Burt & Bud: And He Came to Stay
(September 1992)

  Bud couldmake anything.  I could break anything.  Bud could fix anything that I broke.  We were a team.

   Bud was bored with words.  I was bored with tools.  If I was reading he usually left me alone.  If he was making something, I'd look over his shoulder then wander off.  Even hoeing in the garden was more attractive.

   Anything demanding physical dexterity he could conquer.  If I tried building something, I would soon call Bud to finish the job.  Usually it meant he had to start over.

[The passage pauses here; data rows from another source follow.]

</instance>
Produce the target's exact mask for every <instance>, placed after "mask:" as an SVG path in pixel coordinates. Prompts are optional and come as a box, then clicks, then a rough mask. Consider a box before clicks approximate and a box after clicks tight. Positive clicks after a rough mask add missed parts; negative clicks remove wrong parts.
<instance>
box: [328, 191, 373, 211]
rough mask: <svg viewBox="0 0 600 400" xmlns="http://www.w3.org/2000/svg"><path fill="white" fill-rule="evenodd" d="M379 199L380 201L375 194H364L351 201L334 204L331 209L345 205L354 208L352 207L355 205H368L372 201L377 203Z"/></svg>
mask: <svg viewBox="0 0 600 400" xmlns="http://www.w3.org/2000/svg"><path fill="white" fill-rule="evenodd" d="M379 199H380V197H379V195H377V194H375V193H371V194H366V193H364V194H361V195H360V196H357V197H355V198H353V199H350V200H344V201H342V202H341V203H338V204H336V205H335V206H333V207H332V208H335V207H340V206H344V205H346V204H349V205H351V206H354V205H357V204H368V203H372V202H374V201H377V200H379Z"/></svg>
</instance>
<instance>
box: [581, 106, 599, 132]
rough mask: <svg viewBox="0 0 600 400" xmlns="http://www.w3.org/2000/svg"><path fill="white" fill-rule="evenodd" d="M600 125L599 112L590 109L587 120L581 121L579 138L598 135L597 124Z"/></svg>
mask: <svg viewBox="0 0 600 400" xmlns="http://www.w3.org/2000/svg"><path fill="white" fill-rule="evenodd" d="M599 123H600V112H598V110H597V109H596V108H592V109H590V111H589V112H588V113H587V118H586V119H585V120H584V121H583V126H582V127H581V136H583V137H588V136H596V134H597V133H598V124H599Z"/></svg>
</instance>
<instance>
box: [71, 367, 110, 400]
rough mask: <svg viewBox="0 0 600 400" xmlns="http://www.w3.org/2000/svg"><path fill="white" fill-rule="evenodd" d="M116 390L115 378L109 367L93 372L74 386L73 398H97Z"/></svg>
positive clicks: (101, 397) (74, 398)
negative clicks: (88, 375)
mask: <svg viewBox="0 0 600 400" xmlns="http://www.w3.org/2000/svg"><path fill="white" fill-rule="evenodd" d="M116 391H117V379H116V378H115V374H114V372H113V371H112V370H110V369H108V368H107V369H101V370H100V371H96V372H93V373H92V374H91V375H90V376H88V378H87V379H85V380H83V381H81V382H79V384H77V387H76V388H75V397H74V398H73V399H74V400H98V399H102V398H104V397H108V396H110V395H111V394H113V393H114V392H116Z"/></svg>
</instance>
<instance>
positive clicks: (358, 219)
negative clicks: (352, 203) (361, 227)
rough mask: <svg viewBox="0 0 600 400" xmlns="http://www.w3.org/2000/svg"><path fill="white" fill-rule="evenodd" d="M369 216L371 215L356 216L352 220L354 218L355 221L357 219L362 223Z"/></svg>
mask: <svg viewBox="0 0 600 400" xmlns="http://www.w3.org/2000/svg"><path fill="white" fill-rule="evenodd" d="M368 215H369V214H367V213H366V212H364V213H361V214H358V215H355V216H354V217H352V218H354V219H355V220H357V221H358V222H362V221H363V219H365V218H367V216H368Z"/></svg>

   Bud was not my brother, but in terms of family I never sensed any difference.  His mother --my mother's sister-- died when Bud was a child.  After several years alone with his father in Minneapolis, Ma said that he could stay summers with us on the farm.  Then, after the summer of 1928, at age 12, he just stayed on until after he finished high school.  Bud was a product of a social security system based on love, responsibility and family values.

   During one of the early summers, when he was nine years old, Bud arrived and asked Pa if he had any old coils from the Model "T."
   "What would you do with a coil?" Pa asked.
   "I brought a couple of crystals with me and some old earphones.  I'll make you a radio."
   I heard this exchange and hurriedly ran to the granary and found the two old coils that were in our junk box.  Two days later we had our first radio.  In another day we had the second.  Bud loved making them.  I loved listening and moving the "cat's whisker" (the tuner on a crystal set) to pick up distant stations -- St. Louis, Pittsburgh, Chicago and Yankton.  That same summer was my first exposure to the Republican and Democratic conventions on WCCO, the one station we would always get.  I became permanently addicted to the conventions.

   Bud and I did do many things together.  When I was 11 and Bud 13 we began reading adventure books, our favorite authors James Oliver Curwood and Jack London.  Soon we had finished everything they had published and wanted more of their kind of adventure.  That problem was solved in the creative way of boys on their own.  We made up new stories.

   We lived on a small farm.  It was late to modernize, so we milked the cows by hand.  The twelve cows in the old log barn were ours to milk, one hour, morning and evening.  Thus, we were alone to pursue our adventurous dreams.   I was wide awake by the six o'clock morning milking so I told the morning chapter.  In the evening Bud took over, either finishing the one I had begun or starting a new one.